Circa 23 milioni di persone nell’UE sono attualmente disoccupate, il 10% della popolazione attiva, con serie conseguenze per la crescita europea e i sistemi di welfare. Allo stesso tempo, alcuni datori di lavoro lamentano difficoltà nel reperire personale, in particolare per i lavori altamente specializzati. In futuro potrebbero esserci carenze in settori quali le TIC o il settore sanitario, con un deficit stimato di 700.000 specialisti TIC entro il 2015 e un milione di ricercatori entro il 2015. Per affrontare queste sfide e far sì che il tasso di occupazione UE raggiunga il 75% di uomini e donne tra i 20 e i 64 entro il 2010, la Commissione Europea il 23 Novembre ha lanciato l’iniziativa "An Agenda for new skills and jobs".

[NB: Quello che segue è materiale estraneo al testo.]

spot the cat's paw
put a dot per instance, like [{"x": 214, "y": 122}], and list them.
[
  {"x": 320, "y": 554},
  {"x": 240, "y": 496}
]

L’agenda consiste in 13 azioni concrete che aiuteranno a:
-avviare una riforma del mercato del lavoro per migliorare la flessibilità e la sicurezza dei mercati del lavoro ('flexicurity');
-offrire alle persone e le imprese i giusti incentivi per investire in formazione per migliorare continuamente le competenze dei lavoratori in linea con le esigenze del mercato;
-garantire condizioni decenti di lavoro e migliorare la qualità della legislazione in materia di lavoro;
-assicurarsi che vi siano giuste condizioni nel mercato di lavoro per la creazione di posti di lavoro, quali minori ostacoli amministrativi o un abbassamento delle tasse.